水面に揺らめく月の雅な美しさを文字盤に表現
松本幸四郎(以下、松本)文字盤の白い色に透明感があって、艶(つや)やか。何とも優しい雰囲気の文字盤ですね。金属だと、ここまで柔和な表情を表現できなかったかもしれませんね。
橋口博之(以下、橋口)ええ、磁器である有田焼らしさを表現することができたと思っています。平安時代の貴族が月を直接見るのではなく、池に映して水面に揺らめく月を愛(め)でたという「水月」をイメージしています。
松本ただ、一点物の美術品を創作するのとは違い、工業製品のパーツをつくるという点で、制約やご苦労もあったのではありませんか。
橋口まさにその通りです。まず、土台となる素地を1,300度の高温で加熱し、釉薬(ゆうやく)をかけて約1,100度で再度焼き上げます。さらに針用の穴などを開けて仕上げ焼を施します。その度にサイズが微妙に収縮します。ところがダイヤルのサイズに合わせて10ミクロン単位の精度が求められます。しかも、大量に焼き上げなくてはなりません。私にとって初めての経験でしたし、試行錯誤の連続でした。

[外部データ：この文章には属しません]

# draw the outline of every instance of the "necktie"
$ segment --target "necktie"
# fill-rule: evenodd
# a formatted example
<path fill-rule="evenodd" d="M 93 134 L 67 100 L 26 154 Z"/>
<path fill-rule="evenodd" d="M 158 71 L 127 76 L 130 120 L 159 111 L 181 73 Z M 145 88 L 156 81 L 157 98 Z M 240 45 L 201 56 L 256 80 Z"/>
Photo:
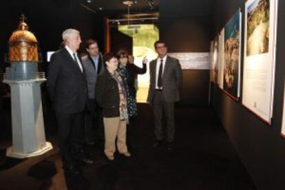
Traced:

松本単に美しさだけでなく、日常で使う工業製品としての基準も満たさなくてはならないわけですね。
「この時計は着けていると、心が自然に和んできますね」とプレザージュを見つめながら話す松本さん。
橋口耐久性についてもセイコー独自の厳しい基準をクリアする必要がありました。「きれいだけれど、少し使っただけで壊れてしまう」というのでは通用しないわけです。そこで佐賀県窯業技術センターの協力を得て高精度の鋳型を使い、磁器の素材も新たに開発しました。
職人として有田焼の伝統を守りながら、新しい可能性を模索する橋口さんの話に松本さんは静かに聞き入り、そして深くうなずきます。